5G networks will generate 26 per cent of wireless service revenue in 2024, though that impressive share will not boost the overall performance of a stagnating global wireless market. This is the conclusion of a report from Strategy Analytics’ Service Provider Strategies service, Global Cellular Market: Strong 5G Outlook but Total Revenue and Profits Flat. The report predicts that the 5G market will begin to build real momentum in 2021 as network coverage improves, phone prices fall, and use cases mature.

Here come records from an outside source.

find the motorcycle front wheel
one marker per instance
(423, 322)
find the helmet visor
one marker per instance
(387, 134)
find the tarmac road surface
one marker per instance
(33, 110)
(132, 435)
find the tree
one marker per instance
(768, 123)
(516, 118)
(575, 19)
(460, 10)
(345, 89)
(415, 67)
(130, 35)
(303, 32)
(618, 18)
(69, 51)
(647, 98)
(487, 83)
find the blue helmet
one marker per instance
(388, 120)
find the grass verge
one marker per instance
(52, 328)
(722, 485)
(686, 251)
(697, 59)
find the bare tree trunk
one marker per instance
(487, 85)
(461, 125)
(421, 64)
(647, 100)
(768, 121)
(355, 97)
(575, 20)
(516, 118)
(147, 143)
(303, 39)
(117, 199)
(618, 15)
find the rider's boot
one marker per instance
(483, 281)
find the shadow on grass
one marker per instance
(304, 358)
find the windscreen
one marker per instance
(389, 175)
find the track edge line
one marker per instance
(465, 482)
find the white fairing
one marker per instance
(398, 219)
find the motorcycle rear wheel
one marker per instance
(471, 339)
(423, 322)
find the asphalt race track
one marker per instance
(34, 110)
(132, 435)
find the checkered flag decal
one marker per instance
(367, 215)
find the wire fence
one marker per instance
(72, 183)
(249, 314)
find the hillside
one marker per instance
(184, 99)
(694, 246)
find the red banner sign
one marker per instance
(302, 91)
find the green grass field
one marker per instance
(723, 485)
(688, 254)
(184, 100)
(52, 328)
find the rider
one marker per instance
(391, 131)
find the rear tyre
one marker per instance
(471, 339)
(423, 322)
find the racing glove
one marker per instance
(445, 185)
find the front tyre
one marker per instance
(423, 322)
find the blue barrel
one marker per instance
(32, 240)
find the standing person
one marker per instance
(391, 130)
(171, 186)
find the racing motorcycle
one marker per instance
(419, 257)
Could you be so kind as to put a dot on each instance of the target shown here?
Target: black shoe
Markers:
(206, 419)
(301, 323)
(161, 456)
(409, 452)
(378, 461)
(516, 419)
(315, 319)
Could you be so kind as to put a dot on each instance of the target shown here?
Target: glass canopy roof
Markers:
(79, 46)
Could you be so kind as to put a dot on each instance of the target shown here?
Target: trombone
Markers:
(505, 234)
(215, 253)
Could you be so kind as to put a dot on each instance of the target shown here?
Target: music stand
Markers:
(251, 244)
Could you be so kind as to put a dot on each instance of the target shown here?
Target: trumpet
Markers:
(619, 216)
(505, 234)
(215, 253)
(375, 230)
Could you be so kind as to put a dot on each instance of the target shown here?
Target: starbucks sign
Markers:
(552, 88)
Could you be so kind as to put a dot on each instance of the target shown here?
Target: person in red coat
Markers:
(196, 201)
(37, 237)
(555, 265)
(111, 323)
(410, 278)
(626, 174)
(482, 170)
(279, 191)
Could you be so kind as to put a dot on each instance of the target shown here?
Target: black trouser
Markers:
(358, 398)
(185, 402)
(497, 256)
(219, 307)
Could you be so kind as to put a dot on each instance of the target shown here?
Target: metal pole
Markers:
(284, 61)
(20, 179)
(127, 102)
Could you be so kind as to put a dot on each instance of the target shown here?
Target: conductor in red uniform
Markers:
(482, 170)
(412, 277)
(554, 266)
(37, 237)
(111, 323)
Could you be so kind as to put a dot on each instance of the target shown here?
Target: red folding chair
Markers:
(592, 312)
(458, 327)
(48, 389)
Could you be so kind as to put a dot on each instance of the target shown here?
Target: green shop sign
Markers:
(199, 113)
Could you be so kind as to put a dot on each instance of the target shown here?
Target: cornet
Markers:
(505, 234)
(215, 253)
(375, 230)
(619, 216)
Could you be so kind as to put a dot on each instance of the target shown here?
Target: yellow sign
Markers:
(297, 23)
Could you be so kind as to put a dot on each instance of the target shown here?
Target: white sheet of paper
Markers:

While some markets have grown revenue with 4G services, the long term picture globally has been one where the majority of countries have found that 4G, at best, acts as a modest brake on consumer expectations, fueled by competitive pressure between operators, to spend less each month on more and more data. Between 2012 and 2018, when 4G grew from 4 per cent of all mobile subscriptions to 61 per cent globally, service revenue increased by less than 1 per cent. 5G’s impact will be equally disappointing.
Phil Kendall, Director of Strategy Analytics’ Service Provider Group, comments, “There is little to suggest from early 5G launch plans that any willingness to pay a 5G premium can be attached to the service element, rather than device element, of the proposition. Once 5G device prices begin to fall in 2021, the challenge for operators will then be how to monetize the significant additional capacity that the more widely deployed 5G networks will bring. Success here will come if operators can successfully execute on a needs-based segmentation of their customers’ 5G motivations, rather than compete on who has the fastest network and biggest data plans.”
David Kerr, Senior VP Global Wireless Practice, adds, “4G LTE networks will host over 6 billion subscriptions by the end of 2024, over two thirds of all wireless subscriptions. Prior to and even alongside initial launches of 5G services, there is considerable time for 4G LTE platforms to evolve though LTE-Advanced and LTE-Advanced Pro technologies. LTE continues to have a bright future with much of Africa and Middle East still clinging to older generations.”